# What you'll need:
→ Chicken
01 - 1.1 lb boneless, skinless chicken breast, cut into 1-inch pieces
→ Marinade
02 - ½ cup low-fat buttermilk
03 - 1 teaspoon Dijon mustard
04 - ½ teaspoon garlic powder
05 - ½ teaspoon onion powder
06 - ½ teaspoon paprika
07 - ½ teaspoon salt
08 - ¼ teaspoon freshly ground black pepper
→ Coating
09 - 1 cup panko breadcrumbs
10 - 1 tablespoon olive oil or cooking spray
11 - ¼ cup grated Parmesan cheese (optional)
12 - ½ teaspoon paprika
13 - ¼ teaspoon salt
# Method:
01 - Whisk together buttermilk, Dijon mustard, garlic powder, onion powder, paprika, salt, and black pepper in a medium bowl. Add chicken pieces and toss to coat evenly. Cover and refrigerate for at least 15 minutes or up to 2 hours for enhanced tenderness.

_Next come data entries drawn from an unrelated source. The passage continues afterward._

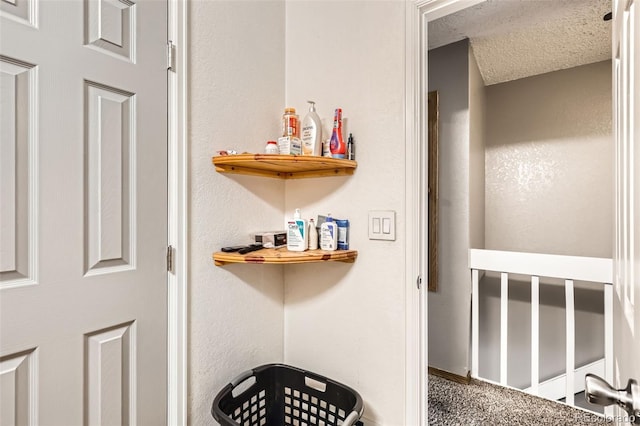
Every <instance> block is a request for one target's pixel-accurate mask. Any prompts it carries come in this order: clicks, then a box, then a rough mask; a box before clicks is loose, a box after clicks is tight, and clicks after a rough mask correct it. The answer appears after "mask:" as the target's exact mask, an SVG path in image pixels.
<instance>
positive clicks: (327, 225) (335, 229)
mask: <svg viewBox="0 0 640 426" xmlns="http://www.w3.org/2000/svg"><path fill="white" fill-rule="evenodd" d="M337 241H338V229H337V227H336V223H335V222H334V221H333V218H332V217H331V214H328V215H327V219H326V220H325V222H324V223H323V224H322V225H321V226H320V248H321V249H322V250H331V251H332V250H335V249H336V246H337Z"/></svg>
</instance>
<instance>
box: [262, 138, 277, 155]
mask: <svg viewBox="0 0 640 426" xmlns="http://www.w3.org/2000/svg"><path fill="white" fill-rule="evenodd" d="M264 153H265V154H280V149H278V144H277V142H276V141H268V142H267V146H266V147H265V148H264Z"/></svg>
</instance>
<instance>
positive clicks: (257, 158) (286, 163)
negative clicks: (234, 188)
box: [213, 154, 357, 179]
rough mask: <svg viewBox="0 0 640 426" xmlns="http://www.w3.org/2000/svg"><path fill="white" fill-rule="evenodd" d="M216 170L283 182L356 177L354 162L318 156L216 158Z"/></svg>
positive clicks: (249, 156) (231, 157)
mask: <svg viewBox="0 0 640 426" xmlns="http://www.w3.org/2000/svg"><path fill="white" fill-rule="evenodd" d="M213 164H214V166H216V171H217V172H220V173H236V174H243V175H252V176H262V177H271V178H280V179H302V178H312V177H327V176H346V175H352V174H353V172H354V170H355V169H356V167H357V163H356V162H355V161H354V160H343V159H339V158H330V157H318V156H314V155H276V154H238V155H220V156H215V157H213Z"/></svg>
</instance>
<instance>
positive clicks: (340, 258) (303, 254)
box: [213, 247, 358, 266]
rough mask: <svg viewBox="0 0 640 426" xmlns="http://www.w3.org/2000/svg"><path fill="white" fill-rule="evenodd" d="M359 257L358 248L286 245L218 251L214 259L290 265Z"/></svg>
mask: <svg viewBox="0 0 640 426" xmlns="http://www.w3.org/2000/svg"><path fill="white" fill-rule="evenodd" d="M356 257H358V252H357V251H356V250H335V251H326V250H307V251H288V250H287V248H286V247H282V248H277V249H262V250H257V251H253V252H251V253H247V254H238V253H226V252H221V251H220V252H216V253H214V254H213V261H214V263H215V264H216V266H224V265H227V264H229V263H261V264H277V265H288V264H293V263H316V262H345V263H353V262H355V260H356Z"/></svg>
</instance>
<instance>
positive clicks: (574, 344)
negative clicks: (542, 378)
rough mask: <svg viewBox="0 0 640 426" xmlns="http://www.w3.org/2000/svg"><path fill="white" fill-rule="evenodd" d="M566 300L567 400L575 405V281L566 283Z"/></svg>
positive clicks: (565, 283)
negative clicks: (573, 284)
mask: <svg viewBox="0 0 640 426" xmlns="http://www.w3.org/2000/svg"><path fill="white" fill-rule="evenodd" d="M564 289H565V298H566V304H565V306H566V309H565V310H566V328H567V350H566V352H567V358H566V361H567V364H566V370H567V374H566V378H567V383H566V385H567V387H566V393H567V395H566V399H565V401H566V402H567V405H572V406H573V405H575V398H574V397H575V395H574V389H573V384H574V376H575V374H574V370H575V368H576V366H575V351H576V336H575V310H574V309H575V307H574V297H573V280H565V281H564Z"/></svg>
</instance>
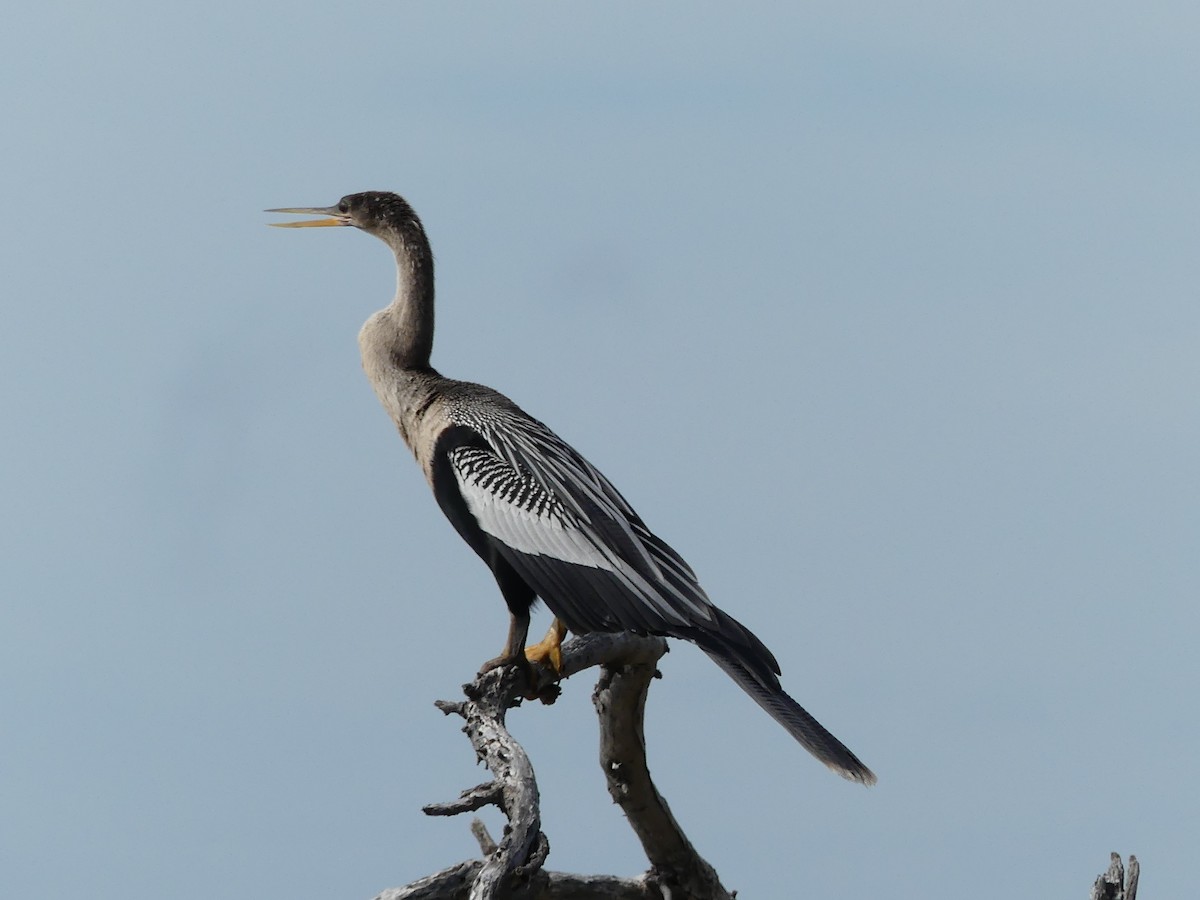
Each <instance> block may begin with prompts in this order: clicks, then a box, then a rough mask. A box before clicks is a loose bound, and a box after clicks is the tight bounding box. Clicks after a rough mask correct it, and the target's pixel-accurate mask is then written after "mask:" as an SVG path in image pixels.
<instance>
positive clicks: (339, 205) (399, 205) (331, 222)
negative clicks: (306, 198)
mask: <svg viewBox="0 0 1200 900" xmlns="http://www.w3.org/2000/svg"><path fill="white" fill-rule="evenodd" d="M266 211H268V212H296V214H300V215H307V216H322V218H310V220H306V221H304V222H272V223H271V224H274V226H276V227H278V228H325V227H330V226H354V227H355V228H359V229H361V230H364V232H366V233H367V234H373V235H374V236H376V238H379V239H380V240H383V241H385V242H388V244H395V242H396V241H397V240H398V241H401V242H407V239H408V238H409V236H410V235H413V234H414V233H416V234H421V235H422V236H424V229H422V228H421V222H420V220H419V218H418V217H416V214H415V212H414V211H413V208H412V206H409V205H408V200H406V199H404V198H403V197H401V196H400V194H395V193H389V192H388V191H364V192H362V193H350V194H347V196H346V197H343V198H342V199H340V200H338V202H337V204H336V205H334V206H289V208H283V209H269V210H266Z"/></svg>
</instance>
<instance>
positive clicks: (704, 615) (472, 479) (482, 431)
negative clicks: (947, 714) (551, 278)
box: [434, 406, 875, 784]
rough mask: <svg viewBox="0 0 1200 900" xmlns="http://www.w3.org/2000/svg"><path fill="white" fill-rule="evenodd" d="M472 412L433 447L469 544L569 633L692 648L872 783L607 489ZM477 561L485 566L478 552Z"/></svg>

02 - In a shallow dish, combine panko breadcrumbs, olive oil (or spray with cooking spray), Parmesan cheese if using, paprika, and salt. Stir thoroughly to combine.
03 - Preheat air fryer to 400°F for 3 minutes to ensure optimal cooking temperature.
04 - Remove chicken from marinade allowing excess to drip off. Dredge each piece in the panko mixture, pressing gently to ensure the coating adheres well.
05 - Place coated chicken pieces in a single layer inside the air fryer basket without overcrowding. Cook in batches if necessary.
06 - Cook for 10 to 12 minutes, turning halfway through, until golden brown and internal temperature reaches 165°F.
07 - Serve immediately with preferred dipping sauces such as honey mustard, ketchup, or ranch dressing.